I'm giving myself a month to see if I can start to lose that weight in a natural and meaningful way, before I call the weight-loss surgeon he named. I'm not entirely sure  how it's going to happen. I think it means an hour on the treadmill or eliptical, every day. I think it means no more cheeseburgers, wings, pizza, sausage breakfast sandwiches. I think it means weighing myself every goddamned day. I think it means tracking every thing I eat. I'm not sure I can be a strict calorie counter. I've done that before, and it drives me nuts.

But this is where I start. This is how I start. I'm a freelance writer. I largely shape the schedule I work. My son is in school so I don't have to drag him around during the day. I'm on the road very little. If anybody has the space in their life to reshape their eating and exercise habits, it's me. So, fuck it, it's time.

I'm a compulsive oversharer. Everybody who knows me knows this. I'm aware of this. But it's not easy for me to share this stuff, because it reveals me to be weak in a lot of ways I don't want to be seen as weak in public. This is humiliating. But I suspect I'm going to need support and ideas from people.

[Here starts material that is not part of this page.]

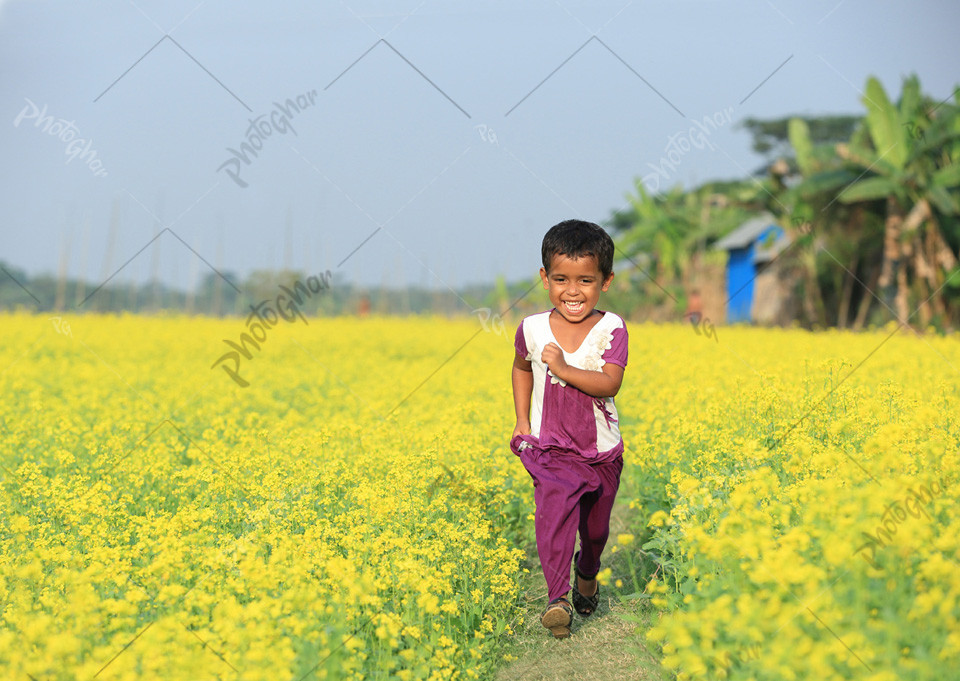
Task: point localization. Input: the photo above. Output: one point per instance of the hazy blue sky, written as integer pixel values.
(427, 152)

I want to be a vigorous and vital partner to my wife for decades to come. I want to be an active and energetic dad for my son for as long as I can. I want to live, and live with a good quality of life, instead of quickly crumbling to an early grave. This is where it starts. I'm out of delays, out of excuses, out of time.

Starting today—later today—I'll post what I'm eating and how I'm exercising at the end of each day. I don't expect a huge audience for this. But I am interested in hearing from folks. I guess I'm crowdsourcing my survival.